Animal shelters are filled to overflowing with adoptable pets that would make excellent companions. It's a myth that only "problem pets" end up at shelters; pets are turned in for many reasons including lack of pet-friendly housing, owners with health issues that prevent them from properly caring for their pets, and people who adopted an animal without fully realizing what was involved in its care.

Adopting a rescue pet If you are thinking of adding a pet to your household, visit your local shelter or humane society to visit with the pets currently available for adoption. Not only will you gain a great friend, you'll also save a life!

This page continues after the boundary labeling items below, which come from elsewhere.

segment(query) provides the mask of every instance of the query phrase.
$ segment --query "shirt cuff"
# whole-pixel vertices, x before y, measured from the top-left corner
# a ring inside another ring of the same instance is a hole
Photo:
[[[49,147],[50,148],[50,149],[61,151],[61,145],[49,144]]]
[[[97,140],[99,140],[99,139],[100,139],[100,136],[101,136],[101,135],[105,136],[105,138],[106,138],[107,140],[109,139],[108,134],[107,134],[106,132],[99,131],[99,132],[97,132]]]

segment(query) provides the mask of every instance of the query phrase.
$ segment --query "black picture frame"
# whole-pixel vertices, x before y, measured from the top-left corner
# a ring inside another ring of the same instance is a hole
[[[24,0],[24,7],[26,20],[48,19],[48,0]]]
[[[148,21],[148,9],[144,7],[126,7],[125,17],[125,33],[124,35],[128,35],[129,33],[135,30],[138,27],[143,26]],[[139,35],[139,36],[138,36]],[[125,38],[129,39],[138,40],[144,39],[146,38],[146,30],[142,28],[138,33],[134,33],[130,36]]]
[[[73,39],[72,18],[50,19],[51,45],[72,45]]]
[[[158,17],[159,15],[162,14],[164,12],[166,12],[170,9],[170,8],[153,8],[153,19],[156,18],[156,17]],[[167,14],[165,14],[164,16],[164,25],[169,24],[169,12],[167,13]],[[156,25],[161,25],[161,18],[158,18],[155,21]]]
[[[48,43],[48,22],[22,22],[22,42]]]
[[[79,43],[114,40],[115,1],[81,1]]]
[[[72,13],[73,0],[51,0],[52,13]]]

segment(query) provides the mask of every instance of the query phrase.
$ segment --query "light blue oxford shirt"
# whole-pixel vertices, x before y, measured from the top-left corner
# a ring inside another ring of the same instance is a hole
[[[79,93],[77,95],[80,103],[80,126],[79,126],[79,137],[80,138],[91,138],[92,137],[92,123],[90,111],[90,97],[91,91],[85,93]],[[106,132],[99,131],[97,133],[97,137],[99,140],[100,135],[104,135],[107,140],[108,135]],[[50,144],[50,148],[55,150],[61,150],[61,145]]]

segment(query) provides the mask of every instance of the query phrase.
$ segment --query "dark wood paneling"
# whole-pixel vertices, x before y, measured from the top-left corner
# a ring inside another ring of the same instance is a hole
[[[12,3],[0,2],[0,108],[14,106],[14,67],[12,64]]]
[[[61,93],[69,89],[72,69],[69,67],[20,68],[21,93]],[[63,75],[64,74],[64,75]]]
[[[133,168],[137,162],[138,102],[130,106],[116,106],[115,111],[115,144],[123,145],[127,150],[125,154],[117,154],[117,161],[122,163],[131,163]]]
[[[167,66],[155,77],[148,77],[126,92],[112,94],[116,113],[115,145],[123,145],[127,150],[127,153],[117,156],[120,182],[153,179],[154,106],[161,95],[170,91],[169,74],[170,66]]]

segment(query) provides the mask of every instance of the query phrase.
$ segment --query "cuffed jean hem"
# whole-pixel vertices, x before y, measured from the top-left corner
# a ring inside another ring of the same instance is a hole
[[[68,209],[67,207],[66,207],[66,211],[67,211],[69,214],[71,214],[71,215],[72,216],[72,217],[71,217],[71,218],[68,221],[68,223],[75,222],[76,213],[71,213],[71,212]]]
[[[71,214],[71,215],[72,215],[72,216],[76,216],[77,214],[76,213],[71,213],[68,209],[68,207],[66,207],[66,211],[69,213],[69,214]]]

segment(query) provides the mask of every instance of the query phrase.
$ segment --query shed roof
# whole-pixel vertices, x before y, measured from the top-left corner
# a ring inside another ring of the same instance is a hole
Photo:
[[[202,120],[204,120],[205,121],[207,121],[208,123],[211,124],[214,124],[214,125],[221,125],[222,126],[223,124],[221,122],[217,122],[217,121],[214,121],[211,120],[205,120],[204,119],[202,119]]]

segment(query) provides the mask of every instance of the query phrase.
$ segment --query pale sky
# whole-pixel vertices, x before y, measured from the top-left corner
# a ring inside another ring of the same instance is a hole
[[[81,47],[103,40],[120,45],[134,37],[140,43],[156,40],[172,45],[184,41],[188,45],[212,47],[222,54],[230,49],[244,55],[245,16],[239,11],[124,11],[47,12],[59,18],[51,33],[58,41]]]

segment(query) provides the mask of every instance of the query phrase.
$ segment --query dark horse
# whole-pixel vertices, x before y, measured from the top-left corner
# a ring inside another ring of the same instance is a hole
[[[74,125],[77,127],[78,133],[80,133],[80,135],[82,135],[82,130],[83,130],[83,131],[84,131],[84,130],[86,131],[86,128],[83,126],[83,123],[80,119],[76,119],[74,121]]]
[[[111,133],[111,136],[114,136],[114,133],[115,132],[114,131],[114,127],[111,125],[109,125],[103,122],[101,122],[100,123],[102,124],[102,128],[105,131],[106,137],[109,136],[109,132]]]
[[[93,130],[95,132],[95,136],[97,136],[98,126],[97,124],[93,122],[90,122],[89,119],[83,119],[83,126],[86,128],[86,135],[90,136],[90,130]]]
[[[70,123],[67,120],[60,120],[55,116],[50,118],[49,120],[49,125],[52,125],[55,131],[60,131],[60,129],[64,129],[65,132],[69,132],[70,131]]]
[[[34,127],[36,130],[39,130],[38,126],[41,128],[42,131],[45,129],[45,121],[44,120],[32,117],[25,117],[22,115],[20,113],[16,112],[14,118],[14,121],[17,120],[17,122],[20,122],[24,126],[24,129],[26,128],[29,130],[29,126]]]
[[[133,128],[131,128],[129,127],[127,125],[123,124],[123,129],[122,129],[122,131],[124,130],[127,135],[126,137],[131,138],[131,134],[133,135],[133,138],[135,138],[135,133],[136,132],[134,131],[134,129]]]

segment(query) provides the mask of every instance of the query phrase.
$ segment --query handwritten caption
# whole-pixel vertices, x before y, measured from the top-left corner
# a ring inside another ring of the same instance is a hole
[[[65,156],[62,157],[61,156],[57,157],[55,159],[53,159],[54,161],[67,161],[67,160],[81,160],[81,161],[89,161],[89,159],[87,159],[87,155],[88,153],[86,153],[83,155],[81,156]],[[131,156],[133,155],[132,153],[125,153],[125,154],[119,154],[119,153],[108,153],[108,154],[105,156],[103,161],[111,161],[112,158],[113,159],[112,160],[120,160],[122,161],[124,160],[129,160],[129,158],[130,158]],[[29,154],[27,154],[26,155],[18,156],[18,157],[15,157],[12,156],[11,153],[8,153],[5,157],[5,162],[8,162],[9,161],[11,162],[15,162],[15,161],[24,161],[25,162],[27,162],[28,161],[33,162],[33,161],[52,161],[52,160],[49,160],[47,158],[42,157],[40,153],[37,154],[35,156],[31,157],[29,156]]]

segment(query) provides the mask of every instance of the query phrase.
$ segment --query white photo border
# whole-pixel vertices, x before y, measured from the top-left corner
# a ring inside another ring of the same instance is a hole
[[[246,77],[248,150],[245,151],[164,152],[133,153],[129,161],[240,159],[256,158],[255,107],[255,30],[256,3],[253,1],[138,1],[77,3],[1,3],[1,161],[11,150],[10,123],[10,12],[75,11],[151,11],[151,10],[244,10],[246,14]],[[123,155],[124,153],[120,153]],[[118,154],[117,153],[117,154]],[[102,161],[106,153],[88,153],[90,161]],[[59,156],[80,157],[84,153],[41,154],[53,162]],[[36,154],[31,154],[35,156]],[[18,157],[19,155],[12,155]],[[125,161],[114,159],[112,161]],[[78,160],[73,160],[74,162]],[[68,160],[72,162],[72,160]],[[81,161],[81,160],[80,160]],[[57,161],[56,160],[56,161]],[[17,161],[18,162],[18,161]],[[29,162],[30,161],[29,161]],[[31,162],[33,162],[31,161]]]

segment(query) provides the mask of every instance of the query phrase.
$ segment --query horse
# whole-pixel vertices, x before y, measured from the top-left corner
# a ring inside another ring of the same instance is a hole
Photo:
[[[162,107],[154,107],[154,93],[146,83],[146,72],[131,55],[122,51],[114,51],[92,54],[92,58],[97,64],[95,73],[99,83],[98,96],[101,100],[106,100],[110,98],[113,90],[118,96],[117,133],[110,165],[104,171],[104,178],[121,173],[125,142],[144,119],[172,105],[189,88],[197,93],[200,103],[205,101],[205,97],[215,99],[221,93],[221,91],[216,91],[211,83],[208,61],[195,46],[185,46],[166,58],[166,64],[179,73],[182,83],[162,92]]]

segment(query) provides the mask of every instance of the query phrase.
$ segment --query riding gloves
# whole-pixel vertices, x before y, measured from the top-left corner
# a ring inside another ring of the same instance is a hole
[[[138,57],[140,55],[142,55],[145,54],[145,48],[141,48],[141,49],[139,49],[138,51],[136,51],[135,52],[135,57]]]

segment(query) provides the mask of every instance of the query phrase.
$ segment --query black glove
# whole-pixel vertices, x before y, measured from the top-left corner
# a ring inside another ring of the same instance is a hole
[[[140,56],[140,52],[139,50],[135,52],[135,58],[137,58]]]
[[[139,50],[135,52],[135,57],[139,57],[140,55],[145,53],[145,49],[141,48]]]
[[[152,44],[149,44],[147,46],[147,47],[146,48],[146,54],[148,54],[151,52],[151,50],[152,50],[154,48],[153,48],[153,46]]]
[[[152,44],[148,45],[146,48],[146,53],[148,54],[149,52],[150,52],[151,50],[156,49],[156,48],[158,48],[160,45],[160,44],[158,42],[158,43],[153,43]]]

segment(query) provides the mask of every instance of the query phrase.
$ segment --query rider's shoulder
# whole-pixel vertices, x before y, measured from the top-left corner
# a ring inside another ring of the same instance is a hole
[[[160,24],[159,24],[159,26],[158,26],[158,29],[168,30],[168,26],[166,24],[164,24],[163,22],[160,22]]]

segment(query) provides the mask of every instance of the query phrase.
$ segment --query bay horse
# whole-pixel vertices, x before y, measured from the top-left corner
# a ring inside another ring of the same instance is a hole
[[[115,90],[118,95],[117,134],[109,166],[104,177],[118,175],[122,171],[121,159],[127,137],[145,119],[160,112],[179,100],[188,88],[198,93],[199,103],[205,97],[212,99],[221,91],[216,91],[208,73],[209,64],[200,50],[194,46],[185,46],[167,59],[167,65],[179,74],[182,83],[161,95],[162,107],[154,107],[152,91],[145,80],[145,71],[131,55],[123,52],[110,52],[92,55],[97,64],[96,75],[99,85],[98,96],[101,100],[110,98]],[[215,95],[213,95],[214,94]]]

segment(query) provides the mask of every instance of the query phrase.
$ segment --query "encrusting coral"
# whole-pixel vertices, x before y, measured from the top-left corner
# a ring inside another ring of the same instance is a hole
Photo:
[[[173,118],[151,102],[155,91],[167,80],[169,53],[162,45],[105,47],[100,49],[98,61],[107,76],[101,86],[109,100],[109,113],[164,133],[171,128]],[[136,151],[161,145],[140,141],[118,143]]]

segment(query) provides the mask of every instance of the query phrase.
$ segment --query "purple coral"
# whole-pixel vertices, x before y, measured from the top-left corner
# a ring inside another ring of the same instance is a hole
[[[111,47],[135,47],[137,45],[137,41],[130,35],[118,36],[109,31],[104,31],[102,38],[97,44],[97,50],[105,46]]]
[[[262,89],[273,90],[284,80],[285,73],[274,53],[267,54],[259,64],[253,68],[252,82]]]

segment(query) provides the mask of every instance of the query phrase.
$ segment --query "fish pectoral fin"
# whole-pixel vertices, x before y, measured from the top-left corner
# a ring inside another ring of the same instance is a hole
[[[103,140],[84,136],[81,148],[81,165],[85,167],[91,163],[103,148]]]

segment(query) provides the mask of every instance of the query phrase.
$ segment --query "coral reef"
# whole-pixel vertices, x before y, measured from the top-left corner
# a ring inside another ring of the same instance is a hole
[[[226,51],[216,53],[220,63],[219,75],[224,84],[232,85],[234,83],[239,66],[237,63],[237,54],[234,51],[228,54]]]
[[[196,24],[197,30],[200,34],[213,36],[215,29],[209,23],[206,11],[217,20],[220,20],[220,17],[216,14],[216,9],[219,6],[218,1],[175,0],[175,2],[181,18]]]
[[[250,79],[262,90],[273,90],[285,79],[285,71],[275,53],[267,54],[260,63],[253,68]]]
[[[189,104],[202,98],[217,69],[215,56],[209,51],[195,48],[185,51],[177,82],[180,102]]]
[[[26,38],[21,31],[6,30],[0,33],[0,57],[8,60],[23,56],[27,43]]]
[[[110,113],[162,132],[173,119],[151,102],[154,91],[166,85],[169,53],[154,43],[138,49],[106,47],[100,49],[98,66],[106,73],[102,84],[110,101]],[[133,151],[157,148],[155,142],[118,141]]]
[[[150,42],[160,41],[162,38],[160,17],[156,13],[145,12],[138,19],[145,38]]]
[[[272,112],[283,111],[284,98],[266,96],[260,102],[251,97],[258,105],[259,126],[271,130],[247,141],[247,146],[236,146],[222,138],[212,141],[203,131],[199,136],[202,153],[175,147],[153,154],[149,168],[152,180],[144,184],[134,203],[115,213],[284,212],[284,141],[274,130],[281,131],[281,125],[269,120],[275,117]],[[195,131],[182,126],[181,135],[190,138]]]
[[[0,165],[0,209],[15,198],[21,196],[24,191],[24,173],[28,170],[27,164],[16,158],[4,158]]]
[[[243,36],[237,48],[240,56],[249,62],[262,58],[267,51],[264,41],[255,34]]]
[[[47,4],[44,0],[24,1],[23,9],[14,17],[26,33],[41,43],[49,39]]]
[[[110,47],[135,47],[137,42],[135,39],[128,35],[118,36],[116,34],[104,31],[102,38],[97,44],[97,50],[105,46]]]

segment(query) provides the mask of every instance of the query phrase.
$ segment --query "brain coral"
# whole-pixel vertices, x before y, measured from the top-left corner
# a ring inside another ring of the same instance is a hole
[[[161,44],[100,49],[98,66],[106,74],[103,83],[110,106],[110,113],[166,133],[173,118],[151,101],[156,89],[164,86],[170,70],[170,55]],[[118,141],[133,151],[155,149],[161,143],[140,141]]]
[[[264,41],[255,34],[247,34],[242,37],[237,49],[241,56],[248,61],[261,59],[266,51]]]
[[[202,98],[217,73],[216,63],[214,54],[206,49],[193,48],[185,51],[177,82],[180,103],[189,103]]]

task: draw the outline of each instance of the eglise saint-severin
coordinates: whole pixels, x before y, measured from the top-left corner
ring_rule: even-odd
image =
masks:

  • Ask questions. Successful adoptions start with understanding the responsibilities of caring for a pet. This includes, among other things:

    • financial commitments, especially if the pet has a medical condition that needs extra care;

    • time commitments. For instance, living with a Jack Russell Terrier puppy is much different than living with an elderly cat. Puppies (and even adult dogs) also need training and socialization.

    • breed education. Persons with limited mobility, for example, may find it difficult to provide sufficient exercise for a border collie or other active breed.

  • Get the pet's history. If the animal came in as a stray, the shelter probably won't have much information on it other than any behaviour assessments that may have been done. Owner-surrendered pets, however, may have a more comprehensive history provided by the previous owner.

  • Consider an older pet. There are few things cuter than a wriggling, kissing puppy or a tiny little fluffball of kitten... but they all grow up! With older pets, you can see their adult personality, size, and appearance. Older pets also tend to be calmer, some have already had training, and they bond well with a new family.

  • If adopting a dog, ask the shelter staff if they will allow your existing dogs to meet the new dog prior to finalizing the adoption. This will help you to assess whether they can succesfully live together.

  • Do not give a pet as a gift, regardless of how much you know the intended recipient loves animals. Lifestyle choices, personal circumstances, and financial matters can all play into whether or not an animal lover wants a pet of their own. Remember, it's the animal who pays the ultimate price if he becomes an "unwanted pet".

  • All the members of your household should meet the new pet prior to deciding on adoption.

  • Ask what is included with the adoption. Most shelters will vaccinate pets when they arrive, and spay or neuter them prior to releasing them to their new homes.

  • Take some time to think it over. A pet is a lifelong commitment!